GREENSBORO, N.C. — Parents and teachers are anxious to hear more as they wait for the governor's plan for the 2020-2021 school year. Gov. Roy Cooper said Thursday he plans to announce official plans next week.
"We want our schools to be safe for students and for teachers," said Gov. Cooper during a news conference Thursday afternoon.
Guilford County Schools held a virtual work session Thursday night to talk about what they know right now, which are the requirements and potential plans that could be presented moving forward.
The school board discussed the latest health data, food insecurity, and reopening plan requirements laid out by the state.
The district said because the data is constantly changing, they need to be ready to shift plans at any time and adjust accordingly to keep students safe.
School districts are being required to create plans that respond to three scenarios as follows:
- Plan A would be the least restrictive for school reopening, based on whether the coronavirus trends stabilize or move in a positive direction.

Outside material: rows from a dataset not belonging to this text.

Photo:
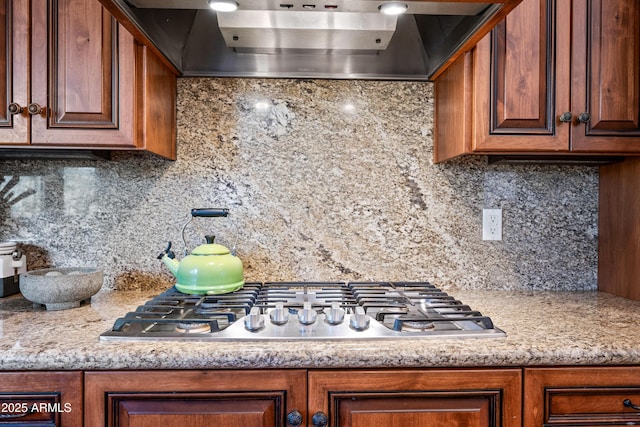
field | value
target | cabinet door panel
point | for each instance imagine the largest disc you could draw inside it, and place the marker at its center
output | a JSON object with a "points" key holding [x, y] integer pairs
{"points": [[515, 73], [607, 60], [357, 410], [194, 398], [417, 397], [197, 410], [41, 398], [85, 56], [83, 74], [14, 38], [581, 396]]}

- Plan B contains more restrictions for social distancing and "reduced density," and will be required if trends in North Carolina get worse.
- Plan C is the worst-case scenario, moving all classes online and remotely if coronavirus trends get significantly worse.
Social distancing and masks would be required both under plan a and plan b.
While it's not clear which plan will go into effect at the start of this school year, teachers and parents are hoping for more clarity soon.
To view the link to the full presentation that was presented at the board of education meeting, click here.
"This is a tough call," said Gov. Cooper during Thursday's news conference, "How to open up schools is something that every single state, every single governor is struggling with."
Cooper said having enough PPE for schools is something that's on the state's radar and they've been securing with both state and federal help.
"When we do open schools, we want to make sure that all the teachers, the faculty, the school employees, and students have enough PPE. The federal government has provided some funding to local schools to help with COVID response. The state of North Carolina will also be helping. We passed legislation that provided I think $7 million for that state money but we hope that additional state money can come," he said.